Chinese Capital Control reform will inject something in the low trillions of capital into the world economy as it gathers speed.

The US is still best of the worst by a fairly wide margin so its safe haven status will kick in as the EU crisis worsens.

That's the good news. The bad news.

The EU crisis will worsen until it hits bottom but then all of the lovely loot will flow right back out just as soon as everyone is certain that the bottom has been reached.

The Australian coal fields will reopen and take back the China and Indian markets due to a better than 2 to 1 logistics advantage relative to the US.

The CCC reform is supposed to cushion the Chinese real estate bust, which is going to happen. Once it happens the flow of new money will end and perhaps reverse.

In future episodes of how the US capital markets implode banking and residential real estate are still steering for the big splash at the bottom and the splash will be big.

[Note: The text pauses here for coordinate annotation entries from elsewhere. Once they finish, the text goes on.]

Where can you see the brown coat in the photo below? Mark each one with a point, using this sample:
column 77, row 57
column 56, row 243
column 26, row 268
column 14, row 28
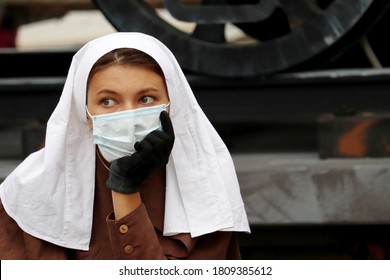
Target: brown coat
column 135, row 236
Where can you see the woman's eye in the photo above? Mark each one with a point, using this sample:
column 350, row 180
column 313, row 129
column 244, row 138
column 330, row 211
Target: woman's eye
column 146, row 99
column 108, row 102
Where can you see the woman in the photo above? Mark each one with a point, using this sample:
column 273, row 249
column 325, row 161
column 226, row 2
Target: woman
column 170, row 192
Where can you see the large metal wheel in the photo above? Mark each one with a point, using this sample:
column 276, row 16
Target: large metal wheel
column 281, row 34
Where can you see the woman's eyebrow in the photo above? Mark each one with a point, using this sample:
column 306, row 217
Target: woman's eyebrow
column 106, row 90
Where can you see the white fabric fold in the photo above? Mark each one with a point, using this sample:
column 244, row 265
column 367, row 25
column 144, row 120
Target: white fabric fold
column 50, row 194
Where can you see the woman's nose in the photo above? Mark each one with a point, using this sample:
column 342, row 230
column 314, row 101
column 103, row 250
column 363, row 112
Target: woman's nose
column 129, row 106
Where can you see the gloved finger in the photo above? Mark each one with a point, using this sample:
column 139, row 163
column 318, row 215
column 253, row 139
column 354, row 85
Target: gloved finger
column 167, row 123
column 138, row 146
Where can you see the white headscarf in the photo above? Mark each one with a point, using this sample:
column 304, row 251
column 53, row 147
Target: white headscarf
column 50, row 194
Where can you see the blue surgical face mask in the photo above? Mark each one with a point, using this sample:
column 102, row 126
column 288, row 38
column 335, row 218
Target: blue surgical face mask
column 116, row 133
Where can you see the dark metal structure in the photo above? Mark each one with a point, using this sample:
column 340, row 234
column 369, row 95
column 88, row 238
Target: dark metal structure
column 285, row 34
column 303, row 59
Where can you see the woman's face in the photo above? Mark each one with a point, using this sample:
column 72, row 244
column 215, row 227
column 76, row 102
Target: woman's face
column 122, row 87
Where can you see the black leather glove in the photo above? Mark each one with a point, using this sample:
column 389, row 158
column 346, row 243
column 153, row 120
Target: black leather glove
column 128, row 173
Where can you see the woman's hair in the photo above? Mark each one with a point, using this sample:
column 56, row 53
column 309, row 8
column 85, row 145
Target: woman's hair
column 126, row 56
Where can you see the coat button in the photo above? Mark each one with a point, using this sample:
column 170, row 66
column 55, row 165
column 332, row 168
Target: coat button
column 123, row 229
column 128, row 249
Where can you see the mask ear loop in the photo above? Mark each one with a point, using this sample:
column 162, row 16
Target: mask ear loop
column 88, row 113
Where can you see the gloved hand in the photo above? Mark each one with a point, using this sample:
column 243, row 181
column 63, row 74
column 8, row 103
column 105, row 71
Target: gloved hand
column 128, row 173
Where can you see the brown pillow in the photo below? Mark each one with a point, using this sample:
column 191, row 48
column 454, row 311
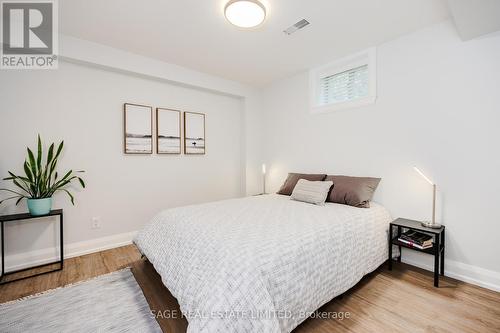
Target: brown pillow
column 293, row 178
column 352, row 191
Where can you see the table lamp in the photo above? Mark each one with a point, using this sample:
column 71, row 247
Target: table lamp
column 433, row 223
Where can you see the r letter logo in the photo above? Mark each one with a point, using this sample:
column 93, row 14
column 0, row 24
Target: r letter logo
column 29, row 35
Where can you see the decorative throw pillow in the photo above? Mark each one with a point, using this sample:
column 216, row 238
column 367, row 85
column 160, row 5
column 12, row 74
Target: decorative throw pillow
column 314, row 192
column 352, row 191
column 293, row 178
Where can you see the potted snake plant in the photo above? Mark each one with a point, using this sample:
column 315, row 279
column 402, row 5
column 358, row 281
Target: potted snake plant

So what are going to be some of the non-obvious effects of these capital flows?
There is less production of coal in ASIA this year as well , so there can be a shortage of coal around the world and the prices will rise cause suppliers will pay to the country which gave them a high price .
 
That demand has outstripped supply for many grades of coal across the continent is definitely possible. That in each country demand is outstripping supply of desired grades of coal is very possible. But the entire continent of Asia has hit a decline in the domestic supply of all grades of coal with most of Siberia having multiple layers of peat bog (the very lowest grade of coal)? I am pretty sure that is a gross oversimplification.